Visit your friend long after the funeral
“Say, ‘Whatever you need, I’m here for you,’” says another caregiver. “And do it! Most of all, continue to visit or call long after a funeral. Most people are there at the beginning, and then mainly they are uncomfortable and don’t know what to say. Just call or visit and ask, ‘What can I help with?’ even if it is just to listen to them talk about their loved one. It’s OK to share stories with them. Tears are OK.”
Bringing food is always good, right?
Surprisingly, one of the most frequent complaints that I’ve heard from caregivers about how grief is handled by others is that too many people bring food. It’s not that a meal isn’t appreciated, but traditionally people have thought that comfort food is the answer to this awkward situation, so a grieving widow who can’t stand the thought of food is suddenly inundated with countless casseroles, side dishes, and sweets, all of which need to be stored in her overloaded refrigerator.
Ask what is needed or wait to bring food
It’s not that the heart behind the gesture of bringing food isn’t appreciated, but these people said the overload of food was just an extra headache for them. Food can be a helpful contribution, but wait awhile and then ask if you can drop off a meal to help feed visiting family, or better yet, wait until things settle down and the widow or grieving adult child is left alone and could really use the food and your company.
Hold them and pray
Joy Golliver, a widow and the owner of Touched by Joy, tells me that the most helpful thing is to say nothing. “Hold them and pray with them,” Joy said. “Then quietly do small things that you see need to be done.” Joy also says, “Don’t deliver tons of food they don’t need. You could act as a coordinator of this if you are close.”
You don’t know how they feel
Several people were emphatic about never saying that you know how the person feels. Even if you think that your situation has been similar to theirs, everyone is different. Many people will feel a confused sense of grief and relief after the death of someone who has suffered for a long time. Don’t make it worse. From TodaysSeniorsNetwork.com came this advice: “One never knows what someone else is going through.”
Don’t say it will be OK
Lisa Feit, a caregiver who lost her mother to dementia, said this: “Don’t say, ‘It will be OK.’ It will not be OK for a long time. Instead say, ‘I know you are going through a lot. Is there anything I can help you with?’" Everyone grieves differently and has their personal timeline. Right after a death is not the time to offer platitudes about moving forward.
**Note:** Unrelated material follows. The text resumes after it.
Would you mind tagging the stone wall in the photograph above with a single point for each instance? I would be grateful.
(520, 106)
More hated platitudes to avoid
“Everything happens for a reason,” one person said in an email.
“Your loved one is better off and they’re resting now are very insensitive,” says nebraskanurse68. “I’d rather people be silent, I can respect that,” she concluded.
Another person emailed these phrases: “God is teaching you something” and “At least you should be glad that …” “Hated all of these,” she said.
One more emailed hated response that came from several people is: “You’re going to have to put this behind you and move on.”
After viewing these slides, you may think that offering comfort is so complicated that you want to avoid your grief- stricken friends or relatives entirely. That is the worst thing that you can do. The cardinal rule is to keep it simple. Offer your sympathy. Again, “I’m so sorry,” may be the safest thing that you can say. Yes, you may still offend someone, perhaps because they felt that you should have said more, but that’s not your fault. Love and compassion will guide you in the future.